Tidak lama kemudian, mereka tiba di tempat parkir kantor notaris. "Kak, soal balik nama itu, apa harus hari ini? Apa gak bisa nanti-nanti saja?" Tanya Nathania saat membaca papan nama Kantor Notaris. Dia mau kakaknya lebih fokus pada persiapan pernikahannya.
"Iya, Dek. Kalau nanti-nanti akan ada banyak lika-likunya dan ribet." Ucap Nike sambil memarkirkan mobil, lalu mengajak Nathania turun.
"Maksudku, nanti setelah kakak menikah, kan, bisa. Supaya ngga buru-buru seperti ini." Nathania memberikan saran, sebab kakaknya harus menyiapkan kebaya buat istri Om Felix dan mengurus surat-surat pergantian orang tua pendamping.

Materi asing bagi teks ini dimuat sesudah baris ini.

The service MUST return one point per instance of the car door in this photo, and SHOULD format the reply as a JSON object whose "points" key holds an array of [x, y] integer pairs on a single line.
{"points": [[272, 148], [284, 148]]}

"Sekarang saja, Dek. Aku mau balik nama dalam kondisi belum menikah, belum terikat. Supaya ngga perlu minta pendapat atau persetujuan orang lain, terutama suami." Nike berkata serius. Dia sudah pikirkan itu sejak memutuskan untuk menikah.
"Baiklah, Kak. Aku nurut aja." Nathania menerima dan tidak mau berdebat, karena melihat kakaknya sangat serius mau melakukan keputusannya.
Setelah bertemu notaris dan mengutarakan niatnya, Nathania tertegun mendengar yang dikatakan kakaknya kepada notaris. Nike bukan saja balik nama kepemilikan rumah, tetapi juga warung.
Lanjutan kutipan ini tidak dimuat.